I looked at her, surprised. ‘But did you? Who was it? What did he do?’

We were all at the vicarage. The rain was pouring down outside and there was a pleasant wood fire.

‘It wasn’t a he,’ said Mrs Dane-Calthrop and turned to where Miss Marple sat knitting. ‘That’s my expert. Jane Marple. She knows more about human evil than anyone I’ve ever known.’

‘I don’t think you should put it quite like that, dear,’ said Miss Marple.

‘But you do.’

So Miss Marple put down her knitting and explained to us what she had learned about murder. ‘Most crimes are very simple. This one was. The truth was really so obvious. You saw it, Mr Burton.’

‘I did not.’

‘But you did. To begin with, that phrase “No smoke without fire.” It annoyed you, because you understood what it was - a smoke screen. Everybody looking at the wrong thing - the anonymous letters. But the whole point was that there weren’t any anonymous letters!’
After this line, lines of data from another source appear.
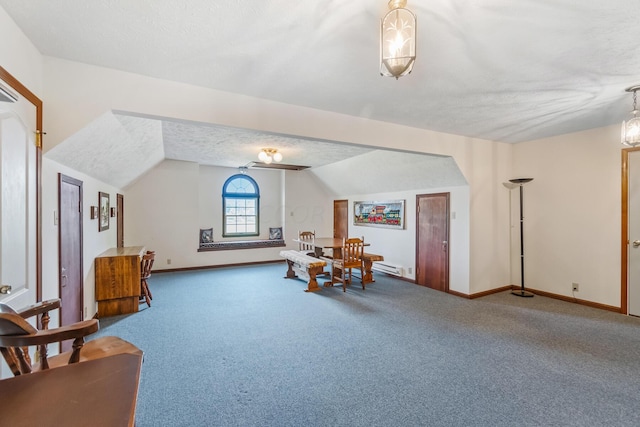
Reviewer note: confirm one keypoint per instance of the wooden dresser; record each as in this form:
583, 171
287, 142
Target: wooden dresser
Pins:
118, 280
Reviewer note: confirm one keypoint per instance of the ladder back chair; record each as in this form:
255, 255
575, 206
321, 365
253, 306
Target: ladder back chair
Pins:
352, 250
305, 244
17, 335
145, 272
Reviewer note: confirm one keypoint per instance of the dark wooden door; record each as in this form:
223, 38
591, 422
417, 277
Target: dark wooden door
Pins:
120, 220
432, 241
70, 241
341, 219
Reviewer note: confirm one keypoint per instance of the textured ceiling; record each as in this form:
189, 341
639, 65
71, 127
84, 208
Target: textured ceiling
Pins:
505, 70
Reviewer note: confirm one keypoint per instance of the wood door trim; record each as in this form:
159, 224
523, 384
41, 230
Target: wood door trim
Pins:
624, 234
37, 103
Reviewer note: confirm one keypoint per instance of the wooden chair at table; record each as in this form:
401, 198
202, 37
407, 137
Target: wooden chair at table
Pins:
305, 242
145, 272
17, 335
351, 257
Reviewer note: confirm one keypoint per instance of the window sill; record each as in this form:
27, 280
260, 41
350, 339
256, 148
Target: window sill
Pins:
240, 244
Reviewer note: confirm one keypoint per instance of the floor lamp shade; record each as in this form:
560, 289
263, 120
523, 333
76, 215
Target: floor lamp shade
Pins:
520, 183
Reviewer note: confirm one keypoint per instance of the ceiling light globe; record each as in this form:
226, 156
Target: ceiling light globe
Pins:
630, 134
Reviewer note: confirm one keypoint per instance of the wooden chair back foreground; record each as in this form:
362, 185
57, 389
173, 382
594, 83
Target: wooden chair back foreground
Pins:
350, 258
146, 264
306, 242
17, 335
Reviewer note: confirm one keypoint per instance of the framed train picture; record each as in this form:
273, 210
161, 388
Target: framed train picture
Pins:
388, 214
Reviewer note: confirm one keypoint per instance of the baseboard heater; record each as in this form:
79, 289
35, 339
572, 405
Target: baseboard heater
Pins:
387, 268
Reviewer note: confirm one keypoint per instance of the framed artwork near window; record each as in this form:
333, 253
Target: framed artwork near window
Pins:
103, 211
275, 233
389, 214
206, 235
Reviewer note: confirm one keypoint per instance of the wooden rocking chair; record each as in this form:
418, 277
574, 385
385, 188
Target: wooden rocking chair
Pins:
17, 335
145, 272
351, 258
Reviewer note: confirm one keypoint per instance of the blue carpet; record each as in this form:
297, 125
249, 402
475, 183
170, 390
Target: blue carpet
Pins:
246, 347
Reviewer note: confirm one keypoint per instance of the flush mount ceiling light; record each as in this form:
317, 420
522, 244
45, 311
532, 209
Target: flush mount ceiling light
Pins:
630, 134
397, 40
268, 155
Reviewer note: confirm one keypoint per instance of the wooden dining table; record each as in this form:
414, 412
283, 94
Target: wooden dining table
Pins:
100, 392
321, 243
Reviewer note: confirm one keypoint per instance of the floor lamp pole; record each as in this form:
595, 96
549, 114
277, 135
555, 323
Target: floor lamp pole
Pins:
521, 293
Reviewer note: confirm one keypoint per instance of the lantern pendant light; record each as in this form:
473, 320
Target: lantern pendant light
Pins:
397, 40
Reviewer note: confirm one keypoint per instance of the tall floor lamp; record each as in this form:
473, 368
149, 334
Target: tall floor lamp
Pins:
519, 182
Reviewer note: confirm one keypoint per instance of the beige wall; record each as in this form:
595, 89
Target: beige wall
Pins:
572, 213
574, 200
78, 93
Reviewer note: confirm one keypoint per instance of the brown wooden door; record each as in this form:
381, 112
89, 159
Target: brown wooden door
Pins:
120, 220
432, 241
341, 219
70, 240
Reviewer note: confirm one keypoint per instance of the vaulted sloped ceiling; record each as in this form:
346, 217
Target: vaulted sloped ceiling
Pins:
117, 148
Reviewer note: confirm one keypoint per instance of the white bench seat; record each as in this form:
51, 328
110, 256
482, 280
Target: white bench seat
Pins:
303, 266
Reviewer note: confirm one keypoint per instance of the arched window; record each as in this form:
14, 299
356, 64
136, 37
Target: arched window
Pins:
240, 207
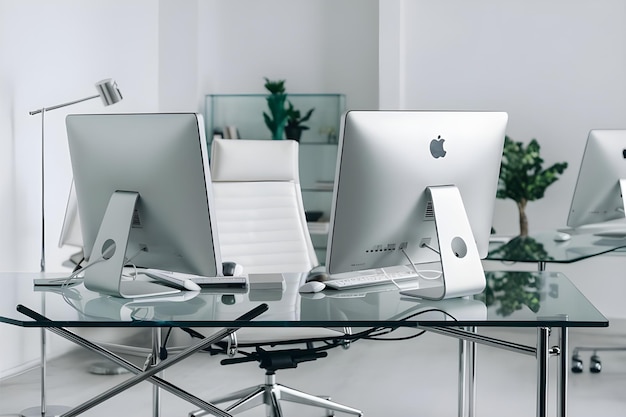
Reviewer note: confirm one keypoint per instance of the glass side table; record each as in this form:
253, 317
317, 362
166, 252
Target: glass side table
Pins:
542, 248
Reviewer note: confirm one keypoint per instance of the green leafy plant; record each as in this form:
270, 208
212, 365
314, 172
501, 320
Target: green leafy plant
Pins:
277, 119
522, 177
295, 120
511, 291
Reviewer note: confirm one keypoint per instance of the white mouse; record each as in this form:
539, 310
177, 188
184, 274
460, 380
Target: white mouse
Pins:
562, 237
312, 286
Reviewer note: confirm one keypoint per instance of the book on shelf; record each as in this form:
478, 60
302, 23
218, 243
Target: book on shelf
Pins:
324, 185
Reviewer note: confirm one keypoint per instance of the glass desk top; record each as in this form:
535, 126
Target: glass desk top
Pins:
541, 247
511, 298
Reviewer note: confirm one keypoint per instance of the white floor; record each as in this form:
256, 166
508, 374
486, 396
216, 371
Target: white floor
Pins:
415, 377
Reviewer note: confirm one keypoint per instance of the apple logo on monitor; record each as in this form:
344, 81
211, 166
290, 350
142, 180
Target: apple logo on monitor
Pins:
436, 147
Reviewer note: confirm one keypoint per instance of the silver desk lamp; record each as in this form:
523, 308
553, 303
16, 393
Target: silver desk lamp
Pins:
110, 94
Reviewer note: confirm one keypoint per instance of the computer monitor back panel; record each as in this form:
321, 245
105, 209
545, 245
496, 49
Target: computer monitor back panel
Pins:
163, 158
597, 196
386, 161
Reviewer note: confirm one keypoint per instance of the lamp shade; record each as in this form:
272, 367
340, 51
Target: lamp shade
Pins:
108, 91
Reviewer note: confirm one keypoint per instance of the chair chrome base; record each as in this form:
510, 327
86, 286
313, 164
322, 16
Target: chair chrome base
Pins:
270, 394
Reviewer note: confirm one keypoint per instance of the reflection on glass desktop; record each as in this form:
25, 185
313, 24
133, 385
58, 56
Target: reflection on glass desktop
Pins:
414, 187
144, 195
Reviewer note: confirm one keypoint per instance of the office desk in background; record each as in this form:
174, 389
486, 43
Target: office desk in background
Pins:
541, 248
540, 300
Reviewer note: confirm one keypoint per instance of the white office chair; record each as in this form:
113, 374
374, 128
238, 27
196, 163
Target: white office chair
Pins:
261, 226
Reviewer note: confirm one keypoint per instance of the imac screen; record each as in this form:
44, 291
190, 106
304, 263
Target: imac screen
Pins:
159, 161
382, 213
598, 194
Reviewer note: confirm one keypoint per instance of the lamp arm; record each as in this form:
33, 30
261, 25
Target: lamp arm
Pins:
62, 105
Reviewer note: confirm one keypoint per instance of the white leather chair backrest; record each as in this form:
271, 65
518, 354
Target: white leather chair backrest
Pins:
258, 203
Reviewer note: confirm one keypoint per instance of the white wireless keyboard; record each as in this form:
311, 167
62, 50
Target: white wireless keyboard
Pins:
202, 281
226, 282
367, 280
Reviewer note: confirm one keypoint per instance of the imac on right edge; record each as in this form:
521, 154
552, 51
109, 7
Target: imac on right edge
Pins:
416, 186
599, 192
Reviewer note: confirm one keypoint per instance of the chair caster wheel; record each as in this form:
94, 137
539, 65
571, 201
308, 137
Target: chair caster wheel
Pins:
577, 364
595, 365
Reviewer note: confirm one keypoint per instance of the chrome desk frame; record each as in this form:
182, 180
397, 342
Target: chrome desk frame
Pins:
561, 309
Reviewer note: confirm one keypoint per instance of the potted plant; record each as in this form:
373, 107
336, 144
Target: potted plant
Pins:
522, 177
277, 119
294, 127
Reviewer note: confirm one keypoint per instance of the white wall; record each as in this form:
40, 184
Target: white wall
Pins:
557, 67
321, 46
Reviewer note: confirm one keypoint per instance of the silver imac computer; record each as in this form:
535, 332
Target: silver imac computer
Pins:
599, 195
143, 188
416, 187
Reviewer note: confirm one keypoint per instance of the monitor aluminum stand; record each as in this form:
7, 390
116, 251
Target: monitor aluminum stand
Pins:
462, 268
103, 274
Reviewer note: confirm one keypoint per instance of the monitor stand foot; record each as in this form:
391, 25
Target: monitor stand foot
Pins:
51, 411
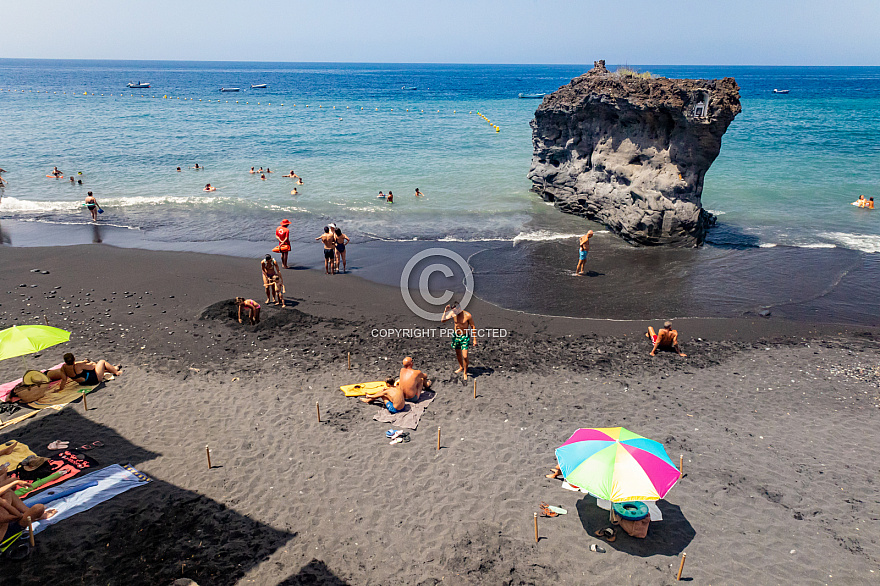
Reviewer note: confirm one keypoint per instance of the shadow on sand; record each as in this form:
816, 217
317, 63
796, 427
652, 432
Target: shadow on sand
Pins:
152, 534
668, 537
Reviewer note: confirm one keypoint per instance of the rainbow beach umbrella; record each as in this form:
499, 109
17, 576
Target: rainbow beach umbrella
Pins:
616, 464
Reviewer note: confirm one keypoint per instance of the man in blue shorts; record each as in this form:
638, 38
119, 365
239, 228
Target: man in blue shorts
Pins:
583, 251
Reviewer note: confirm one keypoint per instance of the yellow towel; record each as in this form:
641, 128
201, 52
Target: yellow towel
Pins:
60, 397
361, 389
20, 452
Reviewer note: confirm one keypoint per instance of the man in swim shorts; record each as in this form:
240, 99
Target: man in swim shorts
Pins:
583, 251
462, 340
329, 241
391, 397
282, 233
667, 339
412, 381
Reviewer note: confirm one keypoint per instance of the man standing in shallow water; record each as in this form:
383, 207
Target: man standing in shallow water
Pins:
465, 334
583, 251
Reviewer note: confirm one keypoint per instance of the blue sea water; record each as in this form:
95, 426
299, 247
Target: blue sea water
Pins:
789, 165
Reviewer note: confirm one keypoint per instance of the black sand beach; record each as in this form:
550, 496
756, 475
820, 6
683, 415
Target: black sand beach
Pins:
776, 421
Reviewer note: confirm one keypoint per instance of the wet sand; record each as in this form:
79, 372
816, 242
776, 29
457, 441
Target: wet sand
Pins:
776, 420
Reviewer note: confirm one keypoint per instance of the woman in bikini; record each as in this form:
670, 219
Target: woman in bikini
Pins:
270, 271
250, 307
86, 372
341, 241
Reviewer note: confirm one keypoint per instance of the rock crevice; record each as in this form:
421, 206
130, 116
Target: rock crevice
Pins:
632, 152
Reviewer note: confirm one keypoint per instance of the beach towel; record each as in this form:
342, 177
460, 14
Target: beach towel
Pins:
6, 388
58, 398
69, 463
361, 389
20, 452
111, 481
410, 415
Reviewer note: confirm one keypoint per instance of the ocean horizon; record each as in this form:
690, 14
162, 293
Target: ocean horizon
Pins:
781, 187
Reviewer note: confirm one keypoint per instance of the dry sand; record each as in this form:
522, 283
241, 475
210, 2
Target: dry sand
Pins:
777, 422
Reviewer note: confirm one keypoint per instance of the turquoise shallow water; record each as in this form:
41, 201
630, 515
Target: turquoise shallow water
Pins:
789, 166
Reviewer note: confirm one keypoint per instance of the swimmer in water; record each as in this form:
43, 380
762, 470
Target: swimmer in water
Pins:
92, 205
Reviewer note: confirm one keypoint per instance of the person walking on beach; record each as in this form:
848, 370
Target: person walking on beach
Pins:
667, 339
329, 241
269, 267
583, 251
465, 334
341, 241
92, 206
282, 233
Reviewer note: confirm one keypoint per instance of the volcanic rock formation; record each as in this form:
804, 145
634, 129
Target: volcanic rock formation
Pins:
631, 151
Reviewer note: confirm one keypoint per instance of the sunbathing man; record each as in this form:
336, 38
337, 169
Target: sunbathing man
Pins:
462, 340
391, 397
412, 381
667, 339
13, 512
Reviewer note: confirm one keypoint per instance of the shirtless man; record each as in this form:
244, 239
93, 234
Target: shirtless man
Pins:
667, 339
329, 241
412, 381
462, 340
391, 397
583, 251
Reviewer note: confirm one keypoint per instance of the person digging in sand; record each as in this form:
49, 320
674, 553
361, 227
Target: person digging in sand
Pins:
462, 340
667, 339
85, 372
412, 381
391, 397
250, 308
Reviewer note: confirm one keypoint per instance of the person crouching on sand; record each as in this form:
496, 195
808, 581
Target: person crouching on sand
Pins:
391, 397
463, 339
667, 339
250, 308
583, 251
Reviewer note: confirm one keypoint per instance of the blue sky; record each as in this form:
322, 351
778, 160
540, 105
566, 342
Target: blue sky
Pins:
743, 32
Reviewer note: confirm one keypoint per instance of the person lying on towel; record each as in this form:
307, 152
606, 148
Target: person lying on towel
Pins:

‘But Miss Marple, there were. I had one.’

‘Oh yes, but they weren’t real. Even in Lymstock there are plenty of scandals, and any woman living in the place would have known about them and used them. But a man isn’t usually interested in gossip - especially a man like Mr Symmington. So if you look through the smoke and come to the fire you see that just one thing happened - Mrs Symmington died.

‘So then, naturally, one thinks of who might have wanted Mrs Symmington dead, and of course the first person one thinks of is, I am afraid, the husband. And one asks is there any reason? - for example, another woman?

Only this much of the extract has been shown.